Hi, folks, today Bella came home, still looking for Olga but she settled on my knee and licked my swollen finger joints for a few minutes. Let her share my lemon muffin with custard and cappucino. Early days for both of us.

I had a phone call from the Job Centre yesterday. The Job Centre advisor wants to know how the work hunt is going and made some thinly veiled threats about 'not looking for work'. In the earlydays when my symptons began and I was waiting for medical appointments the advisor suggested I was swinging the lead, when told of the diagnose she was surprised and went quiet. I'm 63 years this month. My RA affects multiple joints and at the moment struggling a little with mobility. The meds are taking affect as is the indoor cycling. I struggle sometimes getting out of bed and dressing. I can no longer type at 60+ wpm, sitting for long periods is tiring and I still get tired due to mild anemia, not drinking enough Guinness. No-one is looking at my on line CV and having spoken to severalagencies, they contacted me, the possibility of getting work is remote. I am doing a recognised proofreading course with the offer of freelance work at the end, minimum pass mark required but so far no problems.

I didn't like the way the advisor spoke to me and felt her attitude unreasonable. I've been working since I was 18 years and made redundant last September. I'm sure that had the company not made redundancies I could have reduced my hours. I'm alone and the job was a big part of my life. I'd fill or address envelopes if asked but know I can't do certain types of jobs. Anyone else had a bad jobcentre experience and/or dealt with advisors who showed a total lack of understanding.

13 Replies
Ajay575 profile image

Hi yes they are horrific You should maybe make a complaint

And make sure all your health issiues are recorded on their system as well.that usually toes them in line for future

Also maybe consider going on esa sickness benefits and maybe go in the work group that way the tuppence worth cannot try do the cruel and barbaric sanctions on you not allowed on esa that could be her next move

And they help you with getting back in work etc without the attitude and threats and your health has to get taken into consideration

Hope you get no more grief

I missread what you wrote and thought you said custard cappuccino, thought it sounded lovely 😍

Glad your cat has come home x

The person from the jobcentre must hear all things under the sun, they probably are in shock someone is actually looking for work !

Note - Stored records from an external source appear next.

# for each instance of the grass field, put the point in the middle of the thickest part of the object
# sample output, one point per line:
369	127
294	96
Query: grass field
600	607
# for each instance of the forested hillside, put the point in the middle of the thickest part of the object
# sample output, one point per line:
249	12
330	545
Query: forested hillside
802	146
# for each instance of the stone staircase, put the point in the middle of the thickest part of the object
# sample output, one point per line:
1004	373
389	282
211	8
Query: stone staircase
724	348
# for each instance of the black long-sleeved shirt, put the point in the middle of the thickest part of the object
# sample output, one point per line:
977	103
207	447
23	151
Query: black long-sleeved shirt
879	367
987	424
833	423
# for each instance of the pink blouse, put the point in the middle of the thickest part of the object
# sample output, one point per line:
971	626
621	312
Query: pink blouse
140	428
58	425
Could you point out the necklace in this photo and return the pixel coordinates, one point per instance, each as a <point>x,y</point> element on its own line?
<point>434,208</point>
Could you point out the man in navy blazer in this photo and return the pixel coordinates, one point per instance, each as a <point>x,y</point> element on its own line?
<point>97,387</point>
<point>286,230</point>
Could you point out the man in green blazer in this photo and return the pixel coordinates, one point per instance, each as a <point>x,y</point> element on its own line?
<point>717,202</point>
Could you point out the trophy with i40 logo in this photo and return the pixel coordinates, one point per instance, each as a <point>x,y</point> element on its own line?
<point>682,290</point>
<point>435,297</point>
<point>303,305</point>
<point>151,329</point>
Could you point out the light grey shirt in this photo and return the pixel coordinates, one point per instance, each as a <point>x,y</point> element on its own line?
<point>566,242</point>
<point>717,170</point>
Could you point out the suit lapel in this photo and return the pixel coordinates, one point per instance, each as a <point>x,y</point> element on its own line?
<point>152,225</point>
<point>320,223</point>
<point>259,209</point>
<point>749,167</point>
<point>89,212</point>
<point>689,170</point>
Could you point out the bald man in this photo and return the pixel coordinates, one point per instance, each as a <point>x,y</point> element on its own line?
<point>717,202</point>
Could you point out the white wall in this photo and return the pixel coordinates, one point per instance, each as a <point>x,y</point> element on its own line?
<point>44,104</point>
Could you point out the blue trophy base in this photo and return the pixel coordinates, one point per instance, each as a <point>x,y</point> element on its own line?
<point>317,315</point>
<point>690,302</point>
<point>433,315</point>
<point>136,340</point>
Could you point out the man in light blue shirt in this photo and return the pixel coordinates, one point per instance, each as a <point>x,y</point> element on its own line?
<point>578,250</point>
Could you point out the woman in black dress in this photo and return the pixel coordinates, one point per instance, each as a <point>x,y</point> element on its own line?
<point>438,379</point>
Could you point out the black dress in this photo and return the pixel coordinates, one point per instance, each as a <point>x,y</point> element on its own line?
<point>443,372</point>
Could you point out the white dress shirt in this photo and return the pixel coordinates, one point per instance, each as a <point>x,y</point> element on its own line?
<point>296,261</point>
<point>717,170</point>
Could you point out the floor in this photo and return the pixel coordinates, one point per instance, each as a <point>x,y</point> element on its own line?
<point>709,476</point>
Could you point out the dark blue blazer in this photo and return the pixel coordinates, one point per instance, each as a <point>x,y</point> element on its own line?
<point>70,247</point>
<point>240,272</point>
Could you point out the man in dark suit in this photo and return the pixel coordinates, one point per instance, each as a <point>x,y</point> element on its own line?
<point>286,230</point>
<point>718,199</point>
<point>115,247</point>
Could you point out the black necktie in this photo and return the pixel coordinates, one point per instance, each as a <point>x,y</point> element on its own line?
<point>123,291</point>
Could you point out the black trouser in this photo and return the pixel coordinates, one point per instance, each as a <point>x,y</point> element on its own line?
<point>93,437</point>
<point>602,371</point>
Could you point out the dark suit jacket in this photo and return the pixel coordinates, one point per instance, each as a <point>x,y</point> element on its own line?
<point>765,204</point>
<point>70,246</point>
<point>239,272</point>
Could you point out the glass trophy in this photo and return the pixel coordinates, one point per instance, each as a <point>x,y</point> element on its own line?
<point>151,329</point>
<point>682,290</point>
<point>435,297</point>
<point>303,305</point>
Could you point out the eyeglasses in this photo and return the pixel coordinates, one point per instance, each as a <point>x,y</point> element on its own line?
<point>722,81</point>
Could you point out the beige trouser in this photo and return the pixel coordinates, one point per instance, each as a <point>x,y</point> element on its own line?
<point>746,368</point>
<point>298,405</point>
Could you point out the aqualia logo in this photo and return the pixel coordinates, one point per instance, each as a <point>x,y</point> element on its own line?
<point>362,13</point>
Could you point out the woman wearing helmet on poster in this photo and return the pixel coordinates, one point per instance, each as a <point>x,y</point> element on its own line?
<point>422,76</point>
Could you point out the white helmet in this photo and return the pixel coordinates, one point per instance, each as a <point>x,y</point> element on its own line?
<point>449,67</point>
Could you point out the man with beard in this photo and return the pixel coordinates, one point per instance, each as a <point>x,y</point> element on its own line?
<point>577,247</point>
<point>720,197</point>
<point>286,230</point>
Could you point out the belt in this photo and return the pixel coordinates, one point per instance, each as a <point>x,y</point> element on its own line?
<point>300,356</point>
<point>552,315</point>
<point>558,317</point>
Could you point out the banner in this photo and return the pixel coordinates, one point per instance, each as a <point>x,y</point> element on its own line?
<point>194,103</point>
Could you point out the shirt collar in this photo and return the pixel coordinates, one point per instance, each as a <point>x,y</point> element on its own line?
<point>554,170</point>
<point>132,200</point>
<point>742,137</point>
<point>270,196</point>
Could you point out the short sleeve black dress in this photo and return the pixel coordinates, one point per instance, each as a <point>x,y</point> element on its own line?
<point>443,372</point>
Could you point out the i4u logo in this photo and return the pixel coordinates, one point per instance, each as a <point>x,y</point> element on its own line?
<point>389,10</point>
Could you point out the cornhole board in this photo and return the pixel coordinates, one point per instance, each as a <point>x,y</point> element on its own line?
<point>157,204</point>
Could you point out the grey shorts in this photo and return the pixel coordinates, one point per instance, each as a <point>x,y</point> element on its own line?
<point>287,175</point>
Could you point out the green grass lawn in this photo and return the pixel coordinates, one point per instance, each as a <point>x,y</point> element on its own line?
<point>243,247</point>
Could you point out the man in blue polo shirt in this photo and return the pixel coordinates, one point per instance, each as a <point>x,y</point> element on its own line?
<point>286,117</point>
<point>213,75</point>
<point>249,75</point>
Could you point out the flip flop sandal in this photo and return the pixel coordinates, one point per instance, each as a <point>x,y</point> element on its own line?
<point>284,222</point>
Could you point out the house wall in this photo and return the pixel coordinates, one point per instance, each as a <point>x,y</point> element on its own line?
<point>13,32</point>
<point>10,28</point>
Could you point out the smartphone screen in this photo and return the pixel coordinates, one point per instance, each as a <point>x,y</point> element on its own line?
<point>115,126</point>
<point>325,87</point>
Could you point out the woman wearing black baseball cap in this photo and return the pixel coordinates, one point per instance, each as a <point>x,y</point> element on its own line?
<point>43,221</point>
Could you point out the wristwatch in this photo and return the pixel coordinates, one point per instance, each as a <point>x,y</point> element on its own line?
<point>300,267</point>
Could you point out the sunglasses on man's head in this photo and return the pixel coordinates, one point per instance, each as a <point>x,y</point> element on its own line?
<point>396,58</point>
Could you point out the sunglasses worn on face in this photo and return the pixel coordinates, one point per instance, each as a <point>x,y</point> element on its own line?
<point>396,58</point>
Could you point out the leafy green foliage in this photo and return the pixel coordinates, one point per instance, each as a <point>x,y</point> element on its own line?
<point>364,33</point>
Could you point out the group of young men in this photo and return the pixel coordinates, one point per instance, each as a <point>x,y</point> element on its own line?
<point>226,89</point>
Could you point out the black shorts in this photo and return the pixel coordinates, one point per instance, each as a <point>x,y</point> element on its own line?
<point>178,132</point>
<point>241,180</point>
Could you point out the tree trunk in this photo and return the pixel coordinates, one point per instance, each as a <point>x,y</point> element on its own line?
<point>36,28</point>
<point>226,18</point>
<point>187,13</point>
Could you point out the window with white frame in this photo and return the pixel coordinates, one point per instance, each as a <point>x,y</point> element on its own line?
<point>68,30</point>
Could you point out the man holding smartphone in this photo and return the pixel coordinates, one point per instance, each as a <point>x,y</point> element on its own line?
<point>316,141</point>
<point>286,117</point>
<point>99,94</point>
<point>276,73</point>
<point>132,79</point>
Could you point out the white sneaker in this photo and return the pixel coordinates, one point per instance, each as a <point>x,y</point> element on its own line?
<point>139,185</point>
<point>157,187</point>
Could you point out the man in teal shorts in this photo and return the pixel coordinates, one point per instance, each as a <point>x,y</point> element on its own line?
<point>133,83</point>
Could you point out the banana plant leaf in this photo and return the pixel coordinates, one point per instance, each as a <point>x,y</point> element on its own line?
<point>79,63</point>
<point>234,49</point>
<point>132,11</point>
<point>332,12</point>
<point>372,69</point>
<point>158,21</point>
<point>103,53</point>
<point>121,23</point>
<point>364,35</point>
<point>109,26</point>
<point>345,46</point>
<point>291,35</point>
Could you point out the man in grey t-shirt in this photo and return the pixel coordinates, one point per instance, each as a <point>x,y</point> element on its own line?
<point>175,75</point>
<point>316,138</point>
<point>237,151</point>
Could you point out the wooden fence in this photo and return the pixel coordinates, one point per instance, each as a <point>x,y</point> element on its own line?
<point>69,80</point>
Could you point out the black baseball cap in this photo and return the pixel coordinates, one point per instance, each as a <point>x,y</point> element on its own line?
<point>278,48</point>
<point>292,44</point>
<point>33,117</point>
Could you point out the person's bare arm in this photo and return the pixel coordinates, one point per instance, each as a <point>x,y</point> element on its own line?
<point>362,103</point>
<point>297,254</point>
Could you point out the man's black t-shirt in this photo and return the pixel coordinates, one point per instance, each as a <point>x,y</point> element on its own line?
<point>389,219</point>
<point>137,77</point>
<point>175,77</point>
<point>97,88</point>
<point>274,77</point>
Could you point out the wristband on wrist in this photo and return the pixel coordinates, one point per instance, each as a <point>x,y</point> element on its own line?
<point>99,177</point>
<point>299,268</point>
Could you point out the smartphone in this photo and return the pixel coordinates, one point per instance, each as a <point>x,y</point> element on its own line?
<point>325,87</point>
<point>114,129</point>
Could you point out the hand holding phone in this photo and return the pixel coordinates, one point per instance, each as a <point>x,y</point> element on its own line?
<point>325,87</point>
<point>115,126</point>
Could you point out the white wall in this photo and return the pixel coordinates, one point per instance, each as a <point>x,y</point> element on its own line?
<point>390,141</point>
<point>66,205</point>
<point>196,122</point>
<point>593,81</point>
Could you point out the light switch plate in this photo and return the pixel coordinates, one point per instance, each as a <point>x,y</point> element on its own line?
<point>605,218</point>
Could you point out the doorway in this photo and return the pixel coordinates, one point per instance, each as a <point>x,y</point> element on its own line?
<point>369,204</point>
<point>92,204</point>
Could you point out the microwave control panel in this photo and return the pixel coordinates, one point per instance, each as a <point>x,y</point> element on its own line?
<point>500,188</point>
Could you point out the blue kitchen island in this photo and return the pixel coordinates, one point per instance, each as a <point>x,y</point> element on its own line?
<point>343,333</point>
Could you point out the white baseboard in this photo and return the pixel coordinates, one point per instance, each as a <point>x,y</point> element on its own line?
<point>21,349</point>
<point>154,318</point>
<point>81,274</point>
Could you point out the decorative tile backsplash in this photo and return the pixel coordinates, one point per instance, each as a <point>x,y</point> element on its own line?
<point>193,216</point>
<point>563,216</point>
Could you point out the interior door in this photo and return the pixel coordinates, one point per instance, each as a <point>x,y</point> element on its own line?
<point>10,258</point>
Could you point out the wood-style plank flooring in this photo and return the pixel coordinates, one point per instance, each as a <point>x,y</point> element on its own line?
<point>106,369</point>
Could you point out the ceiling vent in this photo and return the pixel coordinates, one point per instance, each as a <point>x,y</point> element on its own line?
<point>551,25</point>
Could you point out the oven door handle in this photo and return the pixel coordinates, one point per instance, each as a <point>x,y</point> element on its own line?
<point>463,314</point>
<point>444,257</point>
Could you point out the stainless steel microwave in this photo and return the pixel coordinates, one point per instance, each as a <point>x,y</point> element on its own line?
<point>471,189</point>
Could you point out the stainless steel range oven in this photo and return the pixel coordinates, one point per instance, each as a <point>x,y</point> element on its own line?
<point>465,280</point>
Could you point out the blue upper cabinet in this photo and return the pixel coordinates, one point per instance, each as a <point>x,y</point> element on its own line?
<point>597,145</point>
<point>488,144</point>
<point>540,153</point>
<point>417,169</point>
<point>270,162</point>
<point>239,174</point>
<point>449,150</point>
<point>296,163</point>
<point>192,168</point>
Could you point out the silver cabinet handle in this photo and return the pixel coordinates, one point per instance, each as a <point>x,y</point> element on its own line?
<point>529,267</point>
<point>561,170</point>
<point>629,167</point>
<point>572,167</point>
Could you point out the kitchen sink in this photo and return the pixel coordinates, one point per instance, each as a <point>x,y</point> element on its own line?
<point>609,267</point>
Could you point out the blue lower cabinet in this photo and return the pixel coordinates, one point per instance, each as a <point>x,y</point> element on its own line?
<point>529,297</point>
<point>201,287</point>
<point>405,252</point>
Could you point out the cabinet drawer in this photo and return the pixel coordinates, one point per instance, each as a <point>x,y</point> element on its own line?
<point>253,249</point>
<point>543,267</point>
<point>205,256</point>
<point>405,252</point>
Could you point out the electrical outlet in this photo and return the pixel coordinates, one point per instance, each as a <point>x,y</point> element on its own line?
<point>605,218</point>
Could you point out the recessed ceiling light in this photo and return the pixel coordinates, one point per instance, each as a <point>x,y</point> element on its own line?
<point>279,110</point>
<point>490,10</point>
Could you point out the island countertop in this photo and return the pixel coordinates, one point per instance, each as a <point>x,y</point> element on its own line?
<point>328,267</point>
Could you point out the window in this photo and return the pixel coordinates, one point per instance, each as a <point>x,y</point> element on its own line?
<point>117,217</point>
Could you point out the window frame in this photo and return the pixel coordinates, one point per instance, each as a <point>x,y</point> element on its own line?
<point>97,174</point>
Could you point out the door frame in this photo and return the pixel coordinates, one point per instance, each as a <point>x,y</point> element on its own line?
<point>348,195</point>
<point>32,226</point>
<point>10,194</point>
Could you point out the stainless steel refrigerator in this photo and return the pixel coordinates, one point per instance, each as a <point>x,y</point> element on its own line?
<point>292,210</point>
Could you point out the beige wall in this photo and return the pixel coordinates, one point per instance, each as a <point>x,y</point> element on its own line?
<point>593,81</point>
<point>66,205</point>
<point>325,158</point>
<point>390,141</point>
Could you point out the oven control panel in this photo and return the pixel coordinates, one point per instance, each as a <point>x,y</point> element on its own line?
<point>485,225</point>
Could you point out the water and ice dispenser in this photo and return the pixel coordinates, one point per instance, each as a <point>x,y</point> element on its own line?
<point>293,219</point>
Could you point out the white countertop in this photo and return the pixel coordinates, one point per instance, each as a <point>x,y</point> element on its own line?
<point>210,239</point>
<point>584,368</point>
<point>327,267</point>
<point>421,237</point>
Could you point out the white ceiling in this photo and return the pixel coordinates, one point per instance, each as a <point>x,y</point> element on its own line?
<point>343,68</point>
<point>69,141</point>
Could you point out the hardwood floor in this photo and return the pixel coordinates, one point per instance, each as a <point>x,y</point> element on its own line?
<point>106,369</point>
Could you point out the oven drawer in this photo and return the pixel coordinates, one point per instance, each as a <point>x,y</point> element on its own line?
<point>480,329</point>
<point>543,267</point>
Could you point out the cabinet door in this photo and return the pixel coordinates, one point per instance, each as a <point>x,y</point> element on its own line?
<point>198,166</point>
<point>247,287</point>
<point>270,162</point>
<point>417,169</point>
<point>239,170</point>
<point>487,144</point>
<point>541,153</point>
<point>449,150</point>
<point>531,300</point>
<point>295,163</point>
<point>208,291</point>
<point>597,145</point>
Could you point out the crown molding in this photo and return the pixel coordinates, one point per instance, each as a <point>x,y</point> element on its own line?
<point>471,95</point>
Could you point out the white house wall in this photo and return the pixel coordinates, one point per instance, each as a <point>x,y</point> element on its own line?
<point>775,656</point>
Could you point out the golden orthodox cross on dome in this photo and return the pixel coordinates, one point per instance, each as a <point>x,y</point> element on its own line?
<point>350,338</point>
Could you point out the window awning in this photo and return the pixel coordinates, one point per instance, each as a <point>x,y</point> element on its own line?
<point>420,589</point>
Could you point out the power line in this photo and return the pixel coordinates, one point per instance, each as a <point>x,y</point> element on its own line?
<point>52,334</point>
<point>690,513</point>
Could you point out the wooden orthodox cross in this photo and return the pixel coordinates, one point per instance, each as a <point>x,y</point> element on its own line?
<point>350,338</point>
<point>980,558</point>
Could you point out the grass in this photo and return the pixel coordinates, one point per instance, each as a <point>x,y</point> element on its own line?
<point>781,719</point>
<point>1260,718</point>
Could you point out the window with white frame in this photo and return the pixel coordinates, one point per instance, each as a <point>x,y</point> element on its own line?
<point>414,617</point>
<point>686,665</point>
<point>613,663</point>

Hope something pans out soon

Deeb1764 profile image

Ask your GP for a fit note due to RA and this will stop them hassling you

Fra22-57 profile image

Job centre was extremely helpful with me After a few weeks they realised my predicament with health and pointed me in direction of claiming ESA

Lizard28 profile image

I agree with others, you have to see your GP for a fit note and then apply for ESA. I was made redundant at 63 and was on ESA till I retired. I was going to job centre and had to go to with 18year olds to get advice on filling in forms etc. How embarrassing as I’ve worked since I was 15 and never been out of work. Yes, you have the embarrassing f2f assessments but it’s better than going to the Job Centre. I was ever so glad when I retired. Best wishes xx

ExAcc profile image

Apply for ESA now, otherwise you may not qualify if you do not have enough NI contributions in the previous 2 years. Good luck

Ritaritis profile image
Ritaritis in reply to ExAcc

Good afternoon EXAcc, thankyou I am currently on ESA and have a few more to beenable to claim. It's been suggested I apply for early retirement and will look into. 🐕

rabbits65 profile image

What a dam cheek !!!!

snotts profile image

The dwp make my blood boil! I'm so sorry you're having this on top of everything else. I try and remember that whatever other people think is about them, and has very little to do with you.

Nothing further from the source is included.